Little joy for Big Brother

Überwachungskameras in Genf, 2007. / Keystone, Salvatore Di Nolfi

Is more security possible only at the cost of less privacy? Many citizens don’t agree.

The Swiss are particularly sceptical about state intervention in their private sphere. In Switzerland, only 38% of those asked believe that surveillance technologies should be used routinely by the state. The European average, on the other hand, is 54%. This is one of the results of ‘SurPRISE’ (‘Surveillance, Privacy and Security’), a survey organised by the European Commission across nine countries to investigate the relationship between modern security technologies and our basic rights as citizens. Some 2,500 people, chosen randomly, offered their opinions on the use of modern surveillance technologies in public spaces and the Internet. In Switzerland, the Centre for Technology Assessment TA-SWISS held a discussion forum in three different language regions in conjunction with the SurPRISE survey.

A north-south cleft

The survey shows that the value assigned to one’s private sphere is very dependent on one’s own sense of security. In countries where people feel safer, they’re more averse to the use of modern technologies to monitor the population for security purposes. There is also something of a cleft between north and south. In Denmark (92%), Norway (90%), Switzerland (84%), Austria (81%) and Germany (73%), those approached feel particularly safe, whereas the general sense of security in Spain (49%), Italy (43%) and Hungary (31%) is far less pronounced, meaning that their citizens have fewer objections to state control.

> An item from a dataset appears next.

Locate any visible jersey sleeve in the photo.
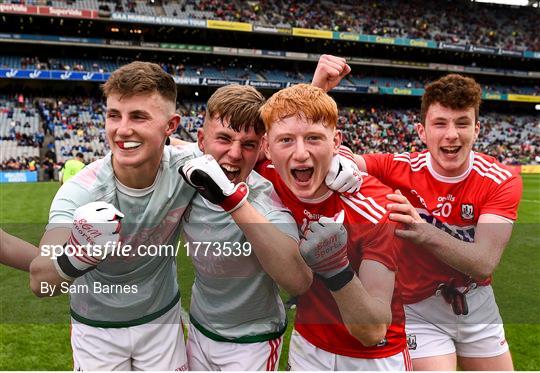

This trend can even be seen within Switzerland itself. Here it is the German-speaking Swiss who feel the safest and are most opposed to state surveillance, followed by the French- and then the Italian-speakers. Internationally, an average of 50% feels that those with nothing to hide should also have nothing to fear from being monitored; in Switzerland, however, 64% rejected this notion.

In political debate, it’s often assumed that citizens accept the equation: ‘more security = less privacy’. But in fact people don’t swallow that trade-off quite so easily. This doesn’t surprise the project coordinator, Johann Čas. "If we take a more comprehensive view of security, then privacy is an integral component of it. After all, the concept of data protection and protection of the private sphere was introduced precisely to prevent the misuse of power and the indiscriminate exercise of state authority".


The results of the survey in these nine countries are now being analysed in detail. The Swiss report will be ready by late September and will then flow into the overall European evaluation that is to be presented in November in Vienna. "The results should offer politicians a solid foundation for drafting legislation", says Čas, "because ultimately it’s the politicians who have to look at what’s technologically possible, and then decide how much of it they should actually implement".